Pharmacokinetics of an oral solution of the microemulsion formulation of cyclosporine in maintenance pediatric liver transplant recipients.
Transplantation
; 63(12): 1762-7, 1997 Jun 27.
Article
in En
| MEDLINE
| ID: mdl-9210501
ABSTRACT
BACKGROUND:
A comparison of the oral bioavailability of cyclosporine from the original formulation (CsA) and from the new formulation, cyclosporine for microemulsion (CsA-ME), was made in pediatric maintenance liver transplant patients within two age groups (group 1, ages 1-5 years; group 2, ages 6-17 years) in an open-label, multicenter, randomized crossover trial. All patients were at least 6 months past transplantation and were receiving CsA maintenance therapy.METHODS:
In study period 1 (days 1 through 14), patients were administered either CsA or CsA-ME at the same b.i.d. dosage as their maintenance therapy. Upon entry into period 2 (days 15 through 28), patients were converted to the alternate formulation at a 11 mg dose ratio.
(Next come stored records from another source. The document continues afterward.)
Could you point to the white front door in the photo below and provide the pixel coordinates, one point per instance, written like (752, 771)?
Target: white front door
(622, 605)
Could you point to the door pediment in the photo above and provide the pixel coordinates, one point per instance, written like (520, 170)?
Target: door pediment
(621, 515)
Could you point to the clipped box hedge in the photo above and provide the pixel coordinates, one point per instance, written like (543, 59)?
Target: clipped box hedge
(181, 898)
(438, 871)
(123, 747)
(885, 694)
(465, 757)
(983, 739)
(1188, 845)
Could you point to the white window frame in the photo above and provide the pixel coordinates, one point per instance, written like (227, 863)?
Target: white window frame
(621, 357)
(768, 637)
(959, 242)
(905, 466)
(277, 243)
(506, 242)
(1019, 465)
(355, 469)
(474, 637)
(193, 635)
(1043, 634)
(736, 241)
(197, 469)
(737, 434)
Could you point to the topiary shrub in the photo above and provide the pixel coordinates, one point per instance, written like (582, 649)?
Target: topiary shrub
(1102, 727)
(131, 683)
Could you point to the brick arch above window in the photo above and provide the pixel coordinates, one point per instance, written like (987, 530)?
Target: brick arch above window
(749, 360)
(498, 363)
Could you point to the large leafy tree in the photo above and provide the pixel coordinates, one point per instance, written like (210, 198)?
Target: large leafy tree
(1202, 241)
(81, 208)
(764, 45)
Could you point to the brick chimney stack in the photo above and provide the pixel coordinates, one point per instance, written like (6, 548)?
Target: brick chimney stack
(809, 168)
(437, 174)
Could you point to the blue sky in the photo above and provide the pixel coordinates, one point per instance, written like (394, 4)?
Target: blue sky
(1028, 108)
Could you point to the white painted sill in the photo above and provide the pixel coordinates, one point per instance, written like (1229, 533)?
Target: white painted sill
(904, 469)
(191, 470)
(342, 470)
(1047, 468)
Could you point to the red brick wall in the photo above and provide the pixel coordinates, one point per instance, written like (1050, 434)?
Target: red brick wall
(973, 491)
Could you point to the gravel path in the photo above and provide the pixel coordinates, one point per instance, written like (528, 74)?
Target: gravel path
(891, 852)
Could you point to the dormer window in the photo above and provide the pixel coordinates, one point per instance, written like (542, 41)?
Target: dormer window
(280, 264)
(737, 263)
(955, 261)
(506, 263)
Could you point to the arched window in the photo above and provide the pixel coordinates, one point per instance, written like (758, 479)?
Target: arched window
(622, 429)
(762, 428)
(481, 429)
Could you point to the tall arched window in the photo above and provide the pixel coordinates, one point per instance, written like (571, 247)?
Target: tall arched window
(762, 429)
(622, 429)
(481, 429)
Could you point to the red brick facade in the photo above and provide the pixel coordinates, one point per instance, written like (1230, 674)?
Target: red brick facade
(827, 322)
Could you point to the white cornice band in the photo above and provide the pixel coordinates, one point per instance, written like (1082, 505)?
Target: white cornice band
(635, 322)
On day 29, all patients returned to the CsA treatment administered at study entry, with follow-up on day 35. Dosage adjustments were not allowed with either CsA or CsA-ME. Twelve-hour pharmacokinetic profiling was performed at the end of periods 1 and 2.RESULTS:
Both the mean area under the concentration-versus-time curve and the mean maximum blood concentration of cyclosporine-both normalized for dose-were significantly increased by 66% and 109%, respectively, in patients receiving CsA-ME compared with those receiving CsA in group 1 and by 39% and 75%, respectively, in group 2. During this study, liver function remained stable, and serum creatinine and blood pressure did not differ significantly between treatment groups.CONCLUSIONS:
This study shows increased bioavailability in all patients converted to CsA-ME, with the greatest increase seen in patients with the lowest initial cyclosporine bioavailability. The tolerability was similar between the two formulations during this study.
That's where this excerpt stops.